The 20 New Agentic AI Jobs Box, McKinsey, And LinkedIn All See Coming
TEXT ANALYSIS PROTOCOL
THE DISSECTION
This is a piece of transition management propaganda dressed as labor market journalism. It performs a specific ideological operation: it inverts the Discontinuity Thesis by focusing exclusively on the creation side of a transition that is structurally about replacement, then uses the volume of "new jobs" as rhetorical anesthesia to prevent readers from examining the ratio, distribution, and quality of those roles.
The article is doing something very specific: it is taking the handful of elite, high-skill, scarce positions created by AI development and deployment and presenting them as if they constitute a general labor market transformation. It then uses McKinsey, WEF, and LinkedIn—three institutions with direct financial interests in the "AI adoption" narrative—to provide institutional legitimacy for this framing.
THE CORE FALLACY
The fallacy is compositional. The argument assumes that because new job titles exist, the mass of displaced workers can migrate into them. This requires ignoring:
- Volume asymmetry. The WEF's "net gain of 78 million jobs" is a global projection against 8 billion people entering the labor market over the period. It is a rounding error on global labor force dynamics, not a structural absorption mechanism.

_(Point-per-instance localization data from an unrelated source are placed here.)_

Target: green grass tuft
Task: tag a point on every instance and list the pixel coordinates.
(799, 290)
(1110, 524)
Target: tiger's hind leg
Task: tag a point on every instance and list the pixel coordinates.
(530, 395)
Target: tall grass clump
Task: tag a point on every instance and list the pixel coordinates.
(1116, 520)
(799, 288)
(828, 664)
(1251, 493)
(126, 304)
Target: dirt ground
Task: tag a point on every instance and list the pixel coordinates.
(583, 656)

- Skill topology mismatch. "AI Engineer," "Forward-Deployed Engineer," and "AI Evals Engineer" require years of technical education, mathematical fluency, and domain expertise. The displaced roles—data entry, basic analysis, customer service, routine legal and accounting work—are populated by workers who cannot simply redirect into these positions. The DT calls this the structural mismatch problem: creation jobs and destruction jobs do not share a common labor pool.
- The denominator problem. LinkedIn's 1.3 million new roles sounds impressive until you note it against the tens of millions of knowledge-worker positions already being targeted by AI displacement. The article never engages with the ratio.
HIDDEN ASSUMPTIONS
- That job title existence equals employment opportunity distribution. New titles created at OpenAI, Anthropic, Palantir, Box, and McKinsey are not representative of the economy. These are elite island chains.

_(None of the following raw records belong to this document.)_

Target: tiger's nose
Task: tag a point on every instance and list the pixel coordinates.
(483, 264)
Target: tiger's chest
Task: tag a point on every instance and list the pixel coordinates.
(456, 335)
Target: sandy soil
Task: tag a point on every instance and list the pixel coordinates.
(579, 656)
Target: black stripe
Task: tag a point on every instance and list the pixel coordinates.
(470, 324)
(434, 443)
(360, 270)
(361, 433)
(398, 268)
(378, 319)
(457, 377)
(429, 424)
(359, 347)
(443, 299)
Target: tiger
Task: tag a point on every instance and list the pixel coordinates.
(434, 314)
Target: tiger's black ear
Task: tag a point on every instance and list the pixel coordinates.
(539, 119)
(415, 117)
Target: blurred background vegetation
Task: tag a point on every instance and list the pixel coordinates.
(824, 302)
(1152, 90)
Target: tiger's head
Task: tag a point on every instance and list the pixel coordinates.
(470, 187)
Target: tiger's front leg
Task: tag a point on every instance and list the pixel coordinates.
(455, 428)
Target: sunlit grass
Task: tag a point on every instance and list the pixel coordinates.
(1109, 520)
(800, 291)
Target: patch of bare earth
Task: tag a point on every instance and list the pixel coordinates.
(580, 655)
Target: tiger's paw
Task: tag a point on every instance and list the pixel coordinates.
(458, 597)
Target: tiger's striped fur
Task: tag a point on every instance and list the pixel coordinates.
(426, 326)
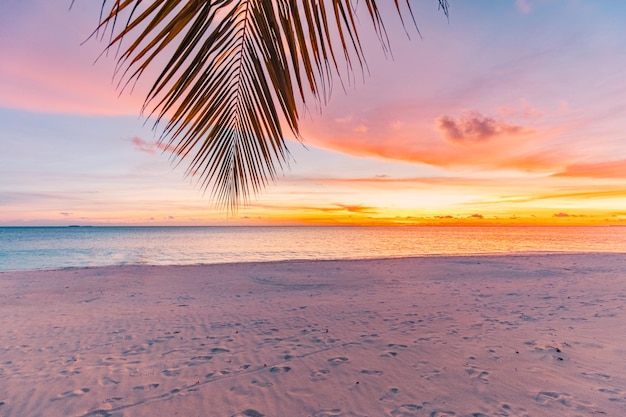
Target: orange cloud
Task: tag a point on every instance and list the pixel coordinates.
(473, 127)
(471, 141)
(607, 169)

- That "new-collar" is a category of mass employment, not a rebranding of elite technical labor. LinkedIn's framing of "distinctly human strengths" as part of the new-collar era is pure prestige signaling for roles that are, in fact, deeply technical and exclusionary.
- That McKinsey's "agentic organization" framing describes what will happen to most organizations, rather than what a consulting firm is selling to justify transformation engagements.

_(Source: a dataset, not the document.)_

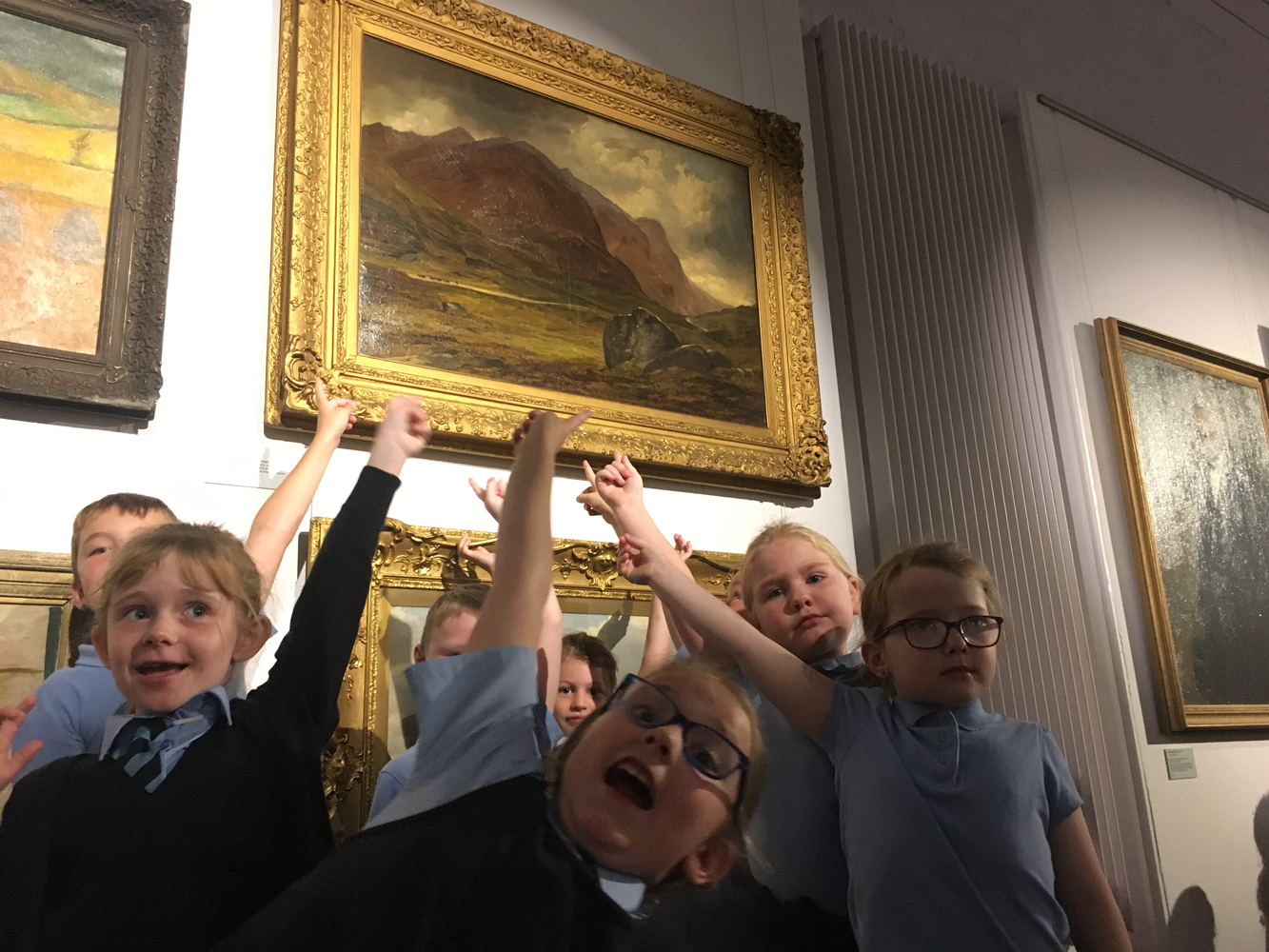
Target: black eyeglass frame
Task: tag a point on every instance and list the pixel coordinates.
(947, 634)
(685, 723)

- That Box's CEO's testimony about his own company's hiring practices is evidence of broad labor market transformation rather than a specific firm's strategic adoption.
SOCIAL FUNCTION
This is transition management copium with institutional branding. It performs three functions simultaneously:
- For corporate leadership: Provides cover for AI adoption by citing respectable institutions that promise net job creation.
- For workers in anxiety: Offers the comfort of "there are new jobs" without examining access, training requirements, or geographic/skill barriers.
- For policymakers: Supplies a data-adjacent narrative to justify minimal intervention ("the market is creating more jobs than it destroys").
THE VERDICT
This article is ideological anesthetic. It takes the Discontinuity Thesis's one true survival pathway—the Sovereign/Servitor bifurcation—and presents it as if it describes a general labor market expansion rather than the creation of a narrow technical elite serving a shrinking productive base.
The WEF's 78 million net job figure is the tell. Stated globally over five years, against a world labor force exceeding 3 billion, it represents 0.025% annual net absorption of displaced workers into AI-created roles. That is not a labor market transformation. That is a rounding error being marketed as a future of work report.
The mechanism the article describes is real. The Forward-Deployed Engineer, the AI Evals Engineer, the Agentic Orchestrator: these roles will exist and grow. The DT explicitly acknowledges that the transition creates niches. What the article actively obscures is that these niches are sovereign-adjacent or servitor-to-sovereign positions—technically demanding, scarce, and structurally incapable of absorbing the mass of productive labor that AI displacement will render economically redundant.
The answer to "which jobs" is: a very small number of high-skill technical roles, concentrated in a small number of firms, serving a small number of Sovereign entities. The answer to "which of them signal a company that has restructured" is: none of them, because restructuring is not the relevant variable. The relevant variable is whether the company is building the infrastructure of its own irrelevance or positioning itself within the new productive hierarchy.
The article's function is to prevent the question from being asked.